I\'m trying to develop a deeper understanding of using the dot (".") with dplyr
and using the .data
pronoun with dplyr
. The code
The .
variable comes from magrittr
, and is related to pipes. It means "the value being piped into this expression". Normally with pipes, the value from a previous expression becomes argument 1 in the next expression, but this gives you a way to use it in some other argument.
The .data
object is special to dplyr
(though it is implemented in the rlang
package). It does not have any useful value itself, but when evaluated in the dplyr
"tidy eval" framework, it acts in many ways as though it is the value of the dataframe/tibble. You use it when there's ambiguity: if you have a variable with the same name foo
as a dataframe column, then .data$foo
says it is the column you want (and will give an error if it's not found, unlike data$foo
which will give NULL
). You could alternatively use .env$foo
, to say to ignore the column and take the variable from the calling environment.
Both .data
and .env
are specific to dplyr
functions and others using the same special evaluation scheme, whereas .
is a regular variable and can be used in any function.
Edited to add: You asked why names(.data)
didn't work. If @r2evans excellent answer isn't enough, here's a different take on it: I suspect the issue is that names()
isn't a dplyr
function, even though names.rlang_fake_data_pronoun
is a method in rlang
. So the expression names(.data)
is evaluated using regular evaluation instead of tidy evaluation. The method has no idea what dataframe to look in, because in that context there isn't one.
Up front, I think .data
's intent is a little confusing until one also considers its sibling pronoun, .env
.
The dot .
is something that magrittr::%>%
sets up and uses; since dplyr
re-exports it, it's there. And whenever you reference it, it is a real object, so names(.)
, nrow(.)
, etc all work as expected. It does reflect data up to this point in the pipeline.
.data
, on the other hand, is defined within rlang
for the purpose of disambiguating symbol resolution. Along with .env
, it allows you to be perfectly clear on where you want a particular symbol resolved (when ambiguity is expected). From ?.data, I think this is a clarifying contrast:
disp <- 10
mtcars %>% mutate(disp = .data$disp * .env$disp)
mtcars %>% mutate(disp = disp * disp)
However, as stated in the help pages, .data
(and .env
) is just a "pronoun" (we have verbs, so now we have pronouns too), so it is just a pointer to explain to the tidy internals where the symbol should be resolved. It's just a hint of sorts.
So your statement
both
.
and.data
just mean "our result up to this point in the pipeline."
is not correct: .
represents the data up to this point, .data
is just a declarative hint to the internals.
Consider another way of thinking about .data
: let's say we have two functions that completely disambiguate the environment a symbol is referenced against:
get_internally
, this symbol must always reference a column name, it will not reach out to the enclosing environment if the column does not exist; andget_externally
, this symbol must always reference a variable/object in the enclosing environment, it will never match a column.In that case, translating the above examples, one might use
disp <- 10
mtcars %>%
mutate(disp = get_internally(disp) * get_externally(disp))
In that case, it seems more obvious that get_internally
is not a frame, so you can't call names(get_internally)
and expect it to do something meaningful (other than NULL
). It'd be like names(mutate)
.
So don't think of .data
as an object, think of it as a mechanism to disambiguate the environment of the symbol.
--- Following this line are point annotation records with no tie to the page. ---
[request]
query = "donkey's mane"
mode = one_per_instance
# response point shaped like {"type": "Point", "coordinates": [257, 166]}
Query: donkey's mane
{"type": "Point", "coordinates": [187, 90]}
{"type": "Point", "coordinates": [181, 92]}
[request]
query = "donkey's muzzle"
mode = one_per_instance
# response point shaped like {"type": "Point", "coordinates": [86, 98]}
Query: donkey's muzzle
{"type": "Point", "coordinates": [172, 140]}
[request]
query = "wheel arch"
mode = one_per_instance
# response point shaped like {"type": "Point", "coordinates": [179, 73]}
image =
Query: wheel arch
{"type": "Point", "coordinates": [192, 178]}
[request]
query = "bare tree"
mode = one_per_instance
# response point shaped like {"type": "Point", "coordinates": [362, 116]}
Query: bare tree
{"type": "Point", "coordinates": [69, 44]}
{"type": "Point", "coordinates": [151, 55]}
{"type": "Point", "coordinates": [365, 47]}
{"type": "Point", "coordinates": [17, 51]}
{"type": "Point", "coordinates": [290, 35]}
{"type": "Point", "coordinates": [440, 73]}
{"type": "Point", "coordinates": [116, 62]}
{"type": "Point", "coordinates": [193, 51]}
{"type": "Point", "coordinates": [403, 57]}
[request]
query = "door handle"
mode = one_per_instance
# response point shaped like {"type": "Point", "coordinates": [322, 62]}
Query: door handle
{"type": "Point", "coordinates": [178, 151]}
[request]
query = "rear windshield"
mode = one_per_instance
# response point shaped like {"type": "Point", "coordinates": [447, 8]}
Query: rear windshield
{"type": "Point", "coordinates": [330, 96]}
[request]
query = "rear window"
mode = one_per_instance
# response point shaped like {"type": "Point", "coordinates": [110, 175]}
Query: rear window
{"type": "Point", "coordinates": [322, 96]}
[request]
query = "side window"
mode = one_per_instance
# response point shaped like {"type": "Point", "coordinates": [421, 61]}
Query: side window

I think the $
it uses is both terse/easy-to-use and absolutely-misleading: it is not a list
-like or environment
-like object, even if it is being treated as such.
BTW: one can write any S3 method for $
that makes any classed-object look like a frame/environment:
`$.quux` <- function(x, nm) paste0("hello, ", nm, "!")
obj <- structure(0, class = "quux")
obj$r2evans
# [1] "hello, r2evans!"
names(obj)
# NULL
(The presence of a $
accessor does not always mean the object is a frame/env.)
On a theoretical level:
.
is the magrittr pronoun. It represents the entire input (often a data frame when used with dplyr) that is piped in with %>%
.
.data
is the tidy eval pronoun. Technically it is not a data frame at all, it is an evaluation environment.
On a practical level:
.
will never be modified by dplyr. It remains constant until the next piped expression is reached. On the other hand, .data
is always up to date. That means you can refer to previously created variables:
mtcars %>%
mutate(
cyl2 = cyl + 1,
am3 = .data[["cyl2"]] + 10
)
And you can also refer to column slices in the case of a grouped data frame:
mtcars %>%
group_by(cyl) %>%
mutate(cyl2 = .data[["cyl"]] + 1)
If you use .[["cyl"]]
instead, the entire data frame will be subsetted and you will get an error because the input size is not the same as the group slice size. Tricky!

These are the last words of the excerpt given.